Exit Services for Women Leaving Gangs, Religious Cults, and services to support “Detransitioners”
Proposal
We suport public funding to provide exit services for women wishing to leave gangs or religious cults, including financial and structural support to help them build new lives.
We also support resources, including public funding and professional education for services to support detransitioners.
Rationale
Speaking at the Wai 2700 Mana Wāhine Kaupapa Inquiry in 2021, Paula Ormsby, leader of the female-only chapter of the Mongrel Mob, said women in gangs were “forgotten mothers, daughters and sisters who deserve support and protection like anybody else”. In response to questioning by Tribunal members, she said women were often asked why they stayed in violent relationships, but “gang-affiliated women often had nowhere to turn”.
Nelson social worker and former gang associate Glennis Dennehy has researched and written about the experiences and roles of women in gangs. She left her husband and his gang after a savage beating and says that while some women shift from gangs easily with support from family and community connections, others do not. Some women come under threat and the process of change is complex and can be dangerous.
The Police are charged with responsibility to “fix” the gang problem in what has become highly politicised. We believe resources need to be provided by the State to support initiatives to break the cycle of offending and violence against women, as well as protecting those women who make the difficult decision to exit gang life.
Women in religious cults
As we have seen in the Gloriavale “leavers” Employment Relations Authority case, movies and documentaries about Gloriavale, the cult’s leaders used many of the same tactics of control as seen in domestic violence cases.

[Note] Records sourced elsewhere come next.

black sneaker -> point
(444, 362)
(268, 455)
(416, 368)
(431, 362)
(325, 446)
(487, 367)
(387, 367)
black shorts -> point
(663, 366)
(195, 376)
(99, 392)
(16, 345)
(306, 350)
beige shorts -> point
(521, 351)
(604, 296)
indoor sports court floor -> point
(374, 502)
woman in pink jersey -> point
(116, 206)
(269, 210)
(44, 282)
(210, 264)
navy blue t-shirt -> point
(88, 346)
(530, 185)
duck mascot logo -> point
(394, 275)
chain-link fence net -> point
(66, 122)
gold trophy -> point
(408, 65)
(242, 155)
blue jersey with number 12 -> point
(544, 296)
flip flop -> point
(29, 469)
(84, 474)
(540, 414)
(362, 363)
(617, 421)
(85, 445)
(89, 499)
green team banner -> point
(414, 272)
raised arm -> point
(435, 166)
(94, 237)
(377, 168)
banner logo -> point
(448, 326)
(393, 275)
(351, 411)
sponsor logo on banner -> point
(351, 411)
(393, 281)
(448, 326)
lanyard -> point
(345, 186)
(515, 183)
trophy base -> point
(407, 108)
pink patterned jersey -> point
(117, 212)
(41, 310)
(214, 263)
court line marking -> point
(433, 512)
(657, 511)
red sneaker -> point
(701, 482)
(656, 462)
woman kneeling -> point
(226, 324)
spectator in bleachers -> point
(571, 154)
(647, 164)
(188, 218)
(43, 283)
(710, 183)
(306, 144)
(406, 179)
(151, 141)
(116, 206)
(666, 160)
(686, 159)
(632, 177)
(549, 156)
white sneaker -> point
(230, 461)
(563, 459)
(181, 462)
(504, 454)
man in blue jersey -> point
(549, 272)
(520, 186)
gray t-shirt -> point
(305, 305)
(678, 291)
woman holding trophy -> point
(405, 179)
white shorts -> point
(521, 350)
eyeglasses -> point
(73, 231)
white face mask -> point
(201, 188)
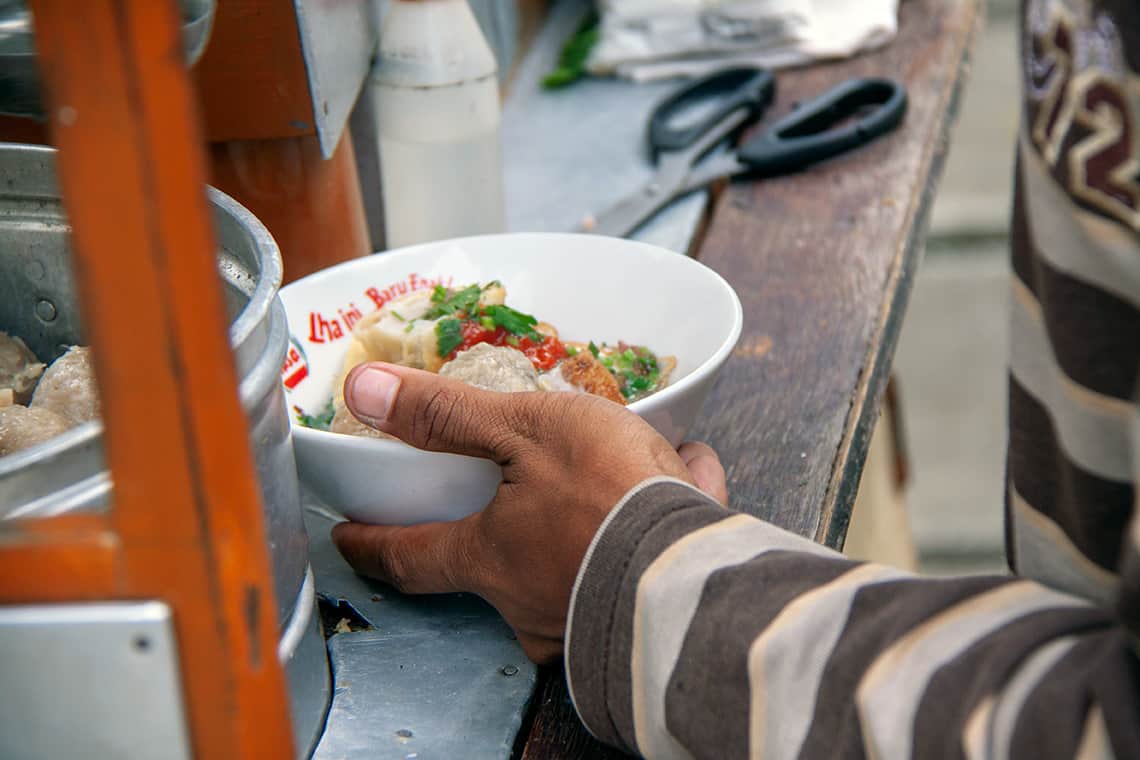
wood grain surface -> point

The leaders gain control over every element of the women’s lives and cut the women off from outside relationships, portraying the cult as the women’s “safe haven”. This results in a “trauma bond” through which everything outside of the group feels threatening, and the women are no longer able to think clearly about their own survival needs and those of their children. This creates a dangerous situation in which the women and their children become vulnerable to sexual and physical abuse, and human rights violations.
The Gloriavale Leavers Support Trust is funded by individuals, businesses and other charitable organisations to provide practical, financial, emotional support. We believe the State should take a more active role in supporting and protecting women and children to exit cults such as Gloriavale.
Detransitioners
The situation for those adolescents and young people captured by “gender ideology” has many of the same elements as those of a cult. 4 These include:
1. Control communication (e.g. “Transwomen are women”, “TERFs must die”)

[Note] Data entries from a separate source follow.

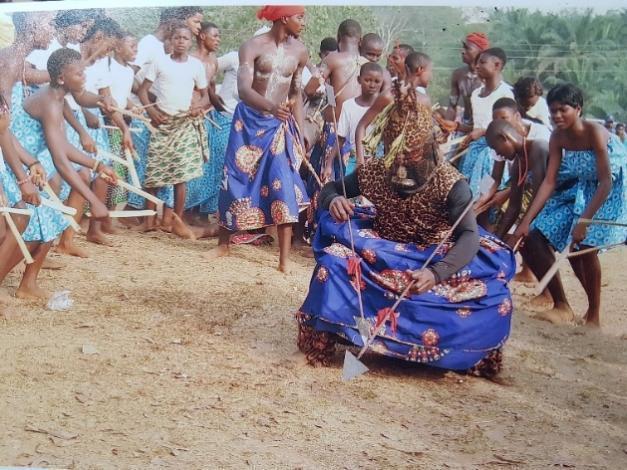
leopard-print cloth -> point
(317, 346)
(412, 118)
(421, 218)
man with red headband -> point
(261, 184)
(465, 80)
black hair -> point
(370, 67)
(109, 27)
(60, 59)
(417, 59)
(178, 13)
(67, 18)
(371, 38)
(20, 21)
(496, 128)
(495, 52)
(207, 25)
(328, 45)
(566, 93)
(527, 87)
(508, 103)
(350, 29)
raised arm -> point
(360, 132)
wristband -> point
(24, 181)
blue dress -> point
(261, 184)
(453, 326)
(577, 181)
(479, 162)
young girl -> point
(175, 155)
(528, 93)
(585, 153)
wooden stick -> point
(551, 271)
(13, 210)
(122, 214)
(132, 129)
(131, 168)
(594, 248)
(51, 194)
(601, 222)
(18, 238)
(59, 207)
(138, 191)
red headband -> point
(478, 39)
(276, 12)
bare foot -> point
(540, 303)
(557, 316)
(206, 231)
(72, 250)
(591, 320)
(52, 264)
(181, 229)
(31, 292)
(98, 238)
(218, 252)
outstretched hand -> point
(341, 209)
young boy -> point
(528, 93)
(479, 160)
(46, 106)
(370, 78)
(587, 153)
(203, 192)
(175, 155)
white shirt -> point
(149, 48)
(175, 82)
(228, 64)
(121, 82)
(350, 116)
(482, 106)
(39, 57)
(540, 111)
(97, 76)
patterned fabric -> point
(409, 118)
(140, 142)
(477, 163)
(454, 326)
(176, 152)
(421, 218)
(576, 183)
(261, 184)
(116, 194)
(46, 224)
(203, 191)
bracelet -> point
(24, 181)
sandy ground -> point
(167, 360)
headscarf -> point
(276, 12)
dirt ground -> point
(167, 360)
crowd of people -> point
(348, 159)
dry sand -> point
(167, 360)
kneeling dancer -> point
(458, 314)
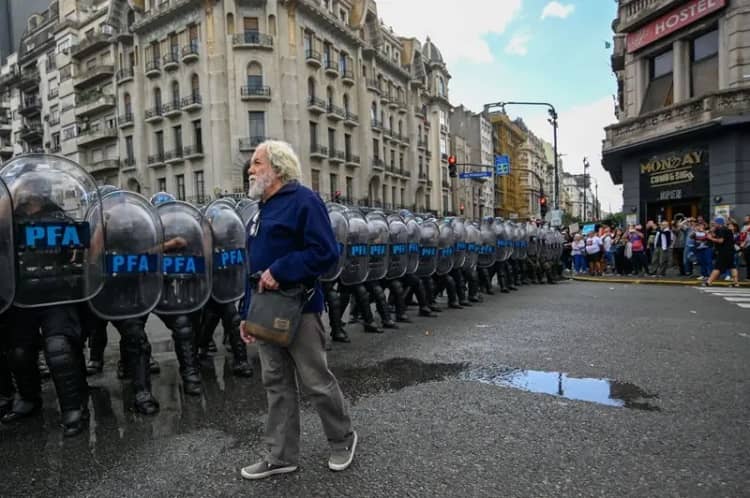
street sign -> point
(475, 174)
(502, 165)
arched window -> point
(254, 75)
(230, 23)
(176, 93)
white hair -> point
(283, 160)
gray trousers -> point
(307, 358)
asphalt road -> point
(428, 427)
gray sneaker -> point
(264, 469)
(342, 458)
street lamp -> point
(552, 121)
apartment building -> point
(682, 140)
(175, 95)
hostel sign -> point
(674, 176)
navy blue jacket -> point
(294, 240)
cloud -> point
(518, 44)
(458, 29)
(556, 9)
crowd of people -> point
(705, 250)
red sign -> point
(671, 22)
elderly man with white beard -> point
(292, 242)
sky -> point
(527, 50)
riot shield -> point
(377, 225)
(133, 257)
(446, 247)
(428, 248)
(340, 230)
(7, 266)
(357, 266)
(58, 232)
(187, 262)
(229, 252)
(459, 249)
(488, 241)
(398, 246)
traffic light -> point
(452, 166)
(543, 205)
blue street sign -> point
(476, 174)
(502, 165)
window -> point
(200, 186)
(704, 64)
(660, 87)
(180, 187)
(257, 125)
(197, 136)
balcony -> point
(255, 92)
(190, 52)
(126, 120)
(90, 137)
(373, 85)
(336, 157)
(249, 144)
(313, 58)
(104, 165)
(91, 44)
(253, 39)
(193, 151)
(711, 110)
(347, 77)
(171, 61)
(156, 159)
(154, 114)
(30, 106)
(95, 74)
(331, 69)
(351, 119)
(316, 105)
(172, 109)
(335, 113)
(94, 103)
(124, 75)
(318, 151)
(192, 103)
(153, 68)
(174, 156)
(32, 133)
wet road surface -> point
(576, 389)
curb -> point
(654, 281)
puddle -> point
(601, 391)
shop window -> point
(704, 64)
(661, 84)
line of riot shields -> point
(75, 256)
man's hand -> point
(267, 282)
(247, 338)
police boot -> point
(338, 334)
(66, 367)
(182, 333)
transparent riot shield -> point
(187, 262)
(398, 247)
(133, 257)
(229, 252)
(340, 230)
(58, 232)
(428, 247)
(357, 264)
(7, 252)
(378, 245)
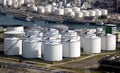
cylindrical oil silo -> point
(104, 11)
(53, 9)
(110, 28)
(48, 9)
(91, 13)
(66, 10)
(16, 28)
(34, 9)
(92, 44)
(52, 51)
(78, 14)
(4, 2)
(108, 42)
(9, 2)
(76, 9)
(32, 48)
(12, 46)
(97, 12)
(35, 33)
(11, 34)
(71, 48)
(71, 14)
(59, 11)
(85, 13)
(41, 9)
(54, 4)
(15, 3)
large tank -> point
(78, 14)
(48, 9)
(91, 13)
(76, 9)
(85, 13)
(71, 14)
(52, 51)
(12, 46)
(71, 48)
(15, 4)
(11, 34)
(53, 9)
(59, 11)
(35, 33)
(34, 9)
(41, 9)
(104, 11)
(4, 2)
(108, 42)
(97, 12)
(66, 10)
(16, 28)
(92, 44)
(32, 48)
(9, 2)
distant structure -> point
(111, 5)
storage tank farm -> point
(32, 44)
(52, 46)
(71, 44)
(13, 40)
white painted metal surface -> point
(104, 11)
(91, 13)
(52, 51)
(13, 46)
(108, 42)
(41, 9)
(78, 14)
(92, 44)
(71, 48)
(32, 49)
(19, 28)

2. Mystical manipulation (e.g. “being born in the wrong body”)
3. Demand for purity (e.g. “black and white thinking”, ignoring reality)
4. Confessional (e.g. calling out non-believers or cancel culture)
5. Loading the language (e.g. “misgendering”, “dead naming”, ‘using the wrong pronouns”, women as “cervix havers”, “birthing people”, “menstruators”, etc)
6. Truth lies in the doctrine (e.g. being “saved”, “finding their authentic self”)
7. Any criticism of the doctrine is interpreted as an act of violence on the believers’ very existence (e.g. “TERFs are denying we exist”, not using pronouns is “literal violence”)
8. Emotional control (e.g. telling parents “do you want a live child or a dead one?”; shunning detransitioners, piling on anyone who questions trans cult on social media)
9. Separation from other support (e.g. parents who don’t along with this) Many detransitioners report that “transitioning” did not improve their mental health problems. They also report a lack of understanding by medical professionals and on-line abuse from the “trans” community.
We see a gap in Aotearoa NZ in support for detransitioners who are likely to become more in number as young people caught up in the current trend of social transitioning and medicalisation of gender-related distress.
Guidelines for professionals need to ensure that detransitioners receive the same supportive care given to young people presenting with gender-related distress. This should include professional education.
Detransitioners should also receive the same practical and emotional support as others leaving a cult.